Über Billes Gesicht glitt ein Schatten.

„Da stand Lohengrin, unser Veteran. Er brach bei einem Turnier zusammen. Herzschlag!“

„Du hast ihn geritten?“

„Ja. Es hat mich unheimlich mitgenommen. Jedesmal, wenn ich die leere Box sehe … Nun ja, er soll demnächst einen Nachfolger bekommen. Komm, hier geht’s lang.“

Bille zeigte dem Indianer Stutenstall, Fohlenstall und die Nebenräume. Stolz führte sie die neu eingerichtete Klinik vor, ein Raum, in dem alles untergebracht war, was zur medizinischen Betreuung eines Pferdes gehörte. Dann traten sie wieder auf den Hof hinaus und gingen zu den Koppeln hinüber, die hinter dem zum Verwalterhaus gehörenden Obstgarten lagen und sich von dort aus bis an den Waldrand erstreckten.
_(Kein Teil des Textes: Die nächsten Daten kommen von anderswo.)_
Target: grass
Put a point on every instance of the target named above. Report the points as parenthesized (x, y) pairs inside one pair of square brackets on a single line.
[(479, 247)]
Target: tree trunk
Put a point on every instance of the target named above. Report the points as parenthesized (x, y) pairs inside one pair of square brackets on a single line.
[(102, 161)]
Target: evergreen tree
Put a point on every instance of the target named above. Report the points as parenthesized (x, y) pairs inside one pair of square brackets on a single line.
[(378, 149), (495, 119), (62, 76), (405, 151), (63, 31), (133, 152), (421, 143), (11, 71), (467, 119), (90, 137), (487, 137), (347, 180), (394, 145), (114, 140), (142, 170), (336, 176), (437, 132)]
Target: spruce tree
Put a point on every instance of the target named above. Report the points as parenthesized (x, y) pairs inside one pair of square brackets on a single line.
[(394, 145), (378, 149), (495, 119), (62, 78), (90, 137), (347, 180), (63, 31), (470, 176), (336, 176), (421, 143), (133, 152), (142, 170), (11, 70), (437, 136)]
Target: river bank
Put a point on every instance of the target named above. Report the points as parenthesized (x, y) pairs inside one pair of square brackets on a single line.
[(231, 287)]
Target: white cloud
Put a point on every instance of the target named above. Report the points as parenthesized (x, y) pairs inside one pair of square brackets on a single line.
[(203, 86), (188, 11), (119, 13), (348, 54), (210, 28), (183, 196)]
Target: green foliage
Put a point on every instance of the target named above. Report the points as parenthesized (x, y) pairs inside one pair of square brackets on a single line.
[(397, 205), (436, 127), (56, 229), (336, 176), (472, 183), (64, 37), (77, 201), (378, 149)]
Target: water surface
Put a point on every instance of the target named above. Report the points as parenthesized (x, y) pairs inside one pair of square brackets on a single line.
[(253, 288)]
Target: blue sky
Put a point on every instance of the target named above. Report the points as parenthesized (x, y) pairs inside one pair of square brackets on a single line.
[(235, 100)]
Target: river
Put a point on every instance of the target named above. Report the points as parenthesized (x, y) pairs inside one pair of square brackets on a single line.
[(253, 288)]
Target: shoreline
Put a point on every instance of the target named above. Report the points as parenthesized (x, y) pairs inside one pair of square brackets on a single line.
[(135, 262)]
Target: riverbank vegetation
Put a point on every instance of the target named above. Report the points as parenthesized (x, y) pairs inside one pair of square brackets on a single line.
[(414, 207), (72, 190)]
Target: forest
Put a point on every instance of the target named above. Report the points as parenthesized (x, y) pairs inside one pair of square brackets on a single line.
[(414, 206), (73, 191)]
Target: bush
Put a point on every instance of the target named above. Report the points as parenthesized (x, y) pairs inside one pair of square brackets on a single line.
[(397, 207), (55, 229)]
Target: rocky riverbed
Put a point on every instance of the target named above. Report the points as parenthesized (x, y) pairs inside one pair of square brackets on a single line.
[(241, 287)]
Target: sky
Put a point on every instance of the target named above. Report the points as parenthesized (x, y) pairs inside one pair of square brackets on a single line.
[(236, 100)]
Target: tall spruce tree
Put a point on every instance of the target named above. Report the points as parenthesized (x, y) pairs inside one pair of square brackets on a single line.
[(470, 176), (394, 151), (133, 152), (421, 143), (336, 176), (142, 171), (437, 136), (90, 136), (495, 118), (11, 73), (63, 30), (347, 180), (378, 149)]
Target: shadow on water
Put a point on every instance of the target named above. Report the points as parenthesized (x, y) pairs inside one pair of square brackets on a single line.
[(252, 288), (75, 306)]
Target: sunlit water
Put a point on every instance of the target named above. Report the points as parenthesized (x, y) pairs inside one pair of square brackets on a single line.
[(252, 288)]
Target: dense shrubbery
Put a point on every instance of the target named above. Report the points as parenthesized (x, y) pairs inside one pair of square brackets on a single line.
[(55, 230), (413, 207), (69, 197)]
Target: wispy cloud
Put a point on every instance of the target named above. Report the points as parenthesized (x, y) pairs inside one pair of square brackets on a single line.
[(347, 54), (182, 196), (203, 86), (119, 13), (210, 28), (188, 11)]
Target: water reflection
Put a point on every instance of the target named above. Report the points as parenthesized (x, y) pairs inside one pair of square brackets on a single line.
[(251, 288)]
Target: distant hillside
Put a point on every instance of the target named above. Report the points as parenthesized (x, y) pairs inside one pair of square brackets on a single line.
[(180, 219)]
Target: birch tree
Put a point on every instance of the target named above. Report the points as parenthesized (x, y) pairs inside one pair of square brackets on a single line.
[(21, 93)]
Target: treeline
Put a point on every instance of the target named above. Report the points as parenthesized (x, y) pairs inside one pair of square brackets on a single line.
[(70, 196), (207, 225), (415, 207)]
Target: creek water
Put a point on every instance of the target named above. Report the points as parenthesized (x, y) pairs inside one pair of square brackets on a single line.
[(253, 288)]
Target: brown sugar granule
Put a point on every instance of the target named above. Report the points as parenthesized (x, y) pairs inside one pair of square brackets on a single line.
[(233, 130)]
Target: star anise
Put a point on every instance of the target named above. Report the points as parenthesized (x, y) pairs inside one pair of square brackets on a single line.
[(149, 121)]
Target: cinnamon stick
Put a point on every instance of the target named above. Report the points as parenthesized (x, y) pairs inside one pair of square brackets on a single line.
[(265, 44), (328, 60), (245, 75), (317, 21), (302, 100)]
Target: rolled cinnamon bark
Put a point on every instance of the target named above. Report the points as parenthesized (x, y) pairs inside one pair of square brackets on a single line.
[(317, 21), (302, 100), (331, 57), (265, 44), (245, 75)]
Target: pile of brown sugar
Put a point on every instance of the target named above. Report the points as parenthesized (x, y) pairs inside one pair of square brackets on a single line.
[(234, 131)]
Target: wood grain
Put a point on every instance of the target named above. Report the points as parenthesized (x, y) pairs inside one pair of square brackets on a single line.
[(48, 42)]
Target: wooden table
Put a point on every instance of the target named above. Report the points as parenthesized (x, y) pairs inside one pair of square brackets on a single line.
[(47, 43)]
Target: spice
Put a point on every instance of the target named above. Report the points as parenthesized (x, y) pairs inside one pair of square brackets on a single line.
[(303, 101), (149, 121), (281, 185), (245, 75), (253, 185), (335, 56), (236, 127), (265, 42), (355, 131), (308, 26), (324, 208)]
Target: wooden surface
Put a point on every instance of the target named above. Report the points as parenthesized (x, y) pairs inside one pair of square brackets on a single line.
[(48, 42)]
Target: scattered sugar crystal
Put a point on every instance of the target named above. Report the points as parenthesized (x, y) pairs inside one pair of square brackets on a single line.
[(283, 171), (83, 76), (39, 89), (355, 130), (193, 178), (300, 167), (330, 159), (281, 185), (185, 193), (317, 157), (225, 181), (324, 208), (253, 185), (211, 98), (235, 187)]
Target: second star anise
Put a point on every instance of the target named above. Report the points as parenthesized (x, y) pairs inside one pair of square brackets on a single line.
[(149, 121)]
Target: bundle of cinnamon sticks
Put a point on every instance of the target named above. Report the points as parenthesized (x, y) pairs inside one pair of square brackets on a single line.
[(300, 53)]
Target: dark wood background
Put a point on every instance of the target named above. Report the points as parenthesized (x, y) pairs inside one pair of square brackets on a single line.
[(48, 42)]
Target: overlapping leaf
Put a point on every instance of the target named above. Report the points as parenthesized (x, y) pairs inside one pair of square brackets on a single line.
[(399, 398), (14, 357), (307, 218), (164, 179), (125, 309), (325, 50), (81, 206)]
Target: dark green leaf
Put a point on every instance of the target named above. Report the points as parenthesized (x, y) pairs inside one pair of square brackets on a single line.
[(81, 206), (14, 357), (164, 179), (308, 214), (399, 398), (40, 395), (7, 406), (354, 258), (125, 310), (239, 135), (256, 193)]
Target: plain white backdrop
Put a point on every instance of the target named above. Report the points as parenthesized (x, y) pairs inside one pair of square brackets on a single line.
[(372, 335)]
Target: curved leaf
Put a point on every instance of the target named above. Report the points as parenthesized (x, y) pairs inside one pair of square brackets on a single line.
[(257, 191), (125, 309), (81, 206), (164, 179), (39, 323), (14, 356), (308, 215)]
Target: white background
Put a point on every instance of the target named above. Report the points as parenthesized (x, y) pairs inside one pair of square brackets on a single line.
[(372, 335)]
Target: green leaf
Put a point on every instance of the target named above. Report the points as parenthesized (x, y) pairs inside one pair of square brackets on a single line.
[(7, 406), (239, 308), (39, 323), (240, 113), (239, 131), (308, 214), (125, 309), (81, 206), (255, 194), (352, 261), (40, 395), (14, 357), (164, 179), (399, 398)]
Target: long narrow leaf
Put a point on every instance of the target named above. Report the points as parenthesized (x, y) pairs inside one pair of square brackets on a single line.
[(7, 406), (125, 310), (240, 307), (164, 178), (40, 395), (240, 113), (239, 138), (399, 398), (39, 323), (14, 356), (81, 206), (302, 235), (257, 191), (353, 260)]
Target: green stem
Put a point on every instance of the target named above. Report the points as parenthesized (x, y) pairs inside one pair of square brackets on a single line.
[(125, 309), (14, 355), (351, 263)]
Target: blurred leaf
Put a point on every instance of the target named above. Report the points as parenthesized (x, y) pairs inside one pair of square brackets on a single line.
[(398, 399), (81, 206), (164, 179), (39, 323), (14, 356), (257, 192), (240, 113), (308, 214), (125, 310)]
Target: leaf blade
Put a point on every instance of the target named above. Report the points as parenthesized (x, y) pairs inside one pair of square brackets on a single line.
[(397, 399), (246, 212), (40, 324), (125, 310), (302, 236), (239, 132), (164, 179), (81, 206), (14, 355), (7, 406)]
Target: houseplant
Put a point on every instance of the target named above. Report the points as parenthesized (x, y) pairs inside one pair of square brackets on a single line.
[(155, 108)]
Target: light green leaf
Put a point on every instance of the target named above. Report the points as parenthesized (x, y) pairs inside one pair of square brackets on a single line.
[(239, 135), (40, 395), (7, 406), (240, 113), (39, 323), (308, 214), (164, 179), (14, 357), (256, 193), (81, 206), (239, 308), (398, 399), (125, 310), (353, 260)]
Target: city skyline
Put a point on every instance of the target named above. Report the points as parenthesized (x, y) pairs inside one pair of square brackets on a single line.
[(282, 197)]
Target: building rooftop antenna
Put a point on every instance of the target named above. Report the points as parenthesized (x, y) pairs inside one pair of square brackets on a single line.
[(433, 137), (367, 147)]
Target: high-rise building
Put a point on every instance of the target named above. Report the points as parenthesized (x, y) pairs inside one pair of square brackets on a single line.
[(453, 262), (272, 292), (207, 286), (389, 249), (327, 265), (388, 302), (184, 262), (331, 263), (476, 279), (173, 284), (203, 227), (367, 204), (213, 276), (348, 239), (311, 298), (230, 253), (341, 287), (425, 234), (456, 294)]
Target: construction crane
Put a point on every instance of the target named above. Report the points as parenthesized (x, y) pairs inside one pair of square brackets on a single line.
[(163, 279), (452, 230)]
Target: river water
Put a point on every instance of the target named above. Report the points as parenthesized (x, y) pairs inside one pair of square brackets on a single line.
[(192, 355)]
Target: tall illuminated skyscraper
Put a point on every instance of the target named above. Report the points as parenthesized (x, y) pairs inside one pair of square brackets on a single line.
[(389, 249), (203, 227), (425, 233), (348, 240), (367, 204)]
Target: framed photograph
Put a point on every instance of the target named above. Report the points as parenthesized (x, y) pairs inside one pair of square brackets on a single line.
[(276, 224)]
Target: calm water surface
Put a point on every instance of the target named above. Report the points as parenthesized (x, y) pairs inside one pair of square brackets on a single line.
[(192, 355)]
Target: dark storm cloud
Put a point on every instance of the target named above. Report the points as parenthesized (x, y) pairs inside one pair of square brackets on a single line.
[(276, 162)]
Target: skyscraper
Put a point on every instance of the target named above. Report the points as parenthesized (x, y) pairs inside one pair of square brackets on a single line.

„Hier auf der ersten Koppel kannst du unsere Mütter bewundern. Das ist Troja, mein Liebling, ich reite sie regelmäßig. Und die Rappstute da ist Iris. Die Schimmelstute heißt Jacaranda, und daneben stehen Santa Monica und Donau.“

Während Bille die Reihe der Fohlen aufzählte, die die Stuten in den letzten Jahren gebracht hatten, wandten sie sich der nächsten Koppel zu, auf der sich die Absetzer übermütig jagten. Sie galoppierten ein Stück um die Wette und standen urplötzlich still wie die Standbilder, um gleich darauf von Neuem loszutoben.

„Der freche Fuchs, da … der kupferrote, das ist Don Quichotte, ein Sohn von Donau“, erklärte Bille. „Schau, wie kraftvoll er ausgreift. Der hat bestimmt eine große Karriere vor sich!“

Doch der Indianer schaute an dem hübschen Fohlen vorbei zur Nachbarkoppel hinüber. Sein Gesicht wurde weich, und er lachte leise, als habe er einen längst verschollen geglaubten Freund plötzlich wiederentdeckt.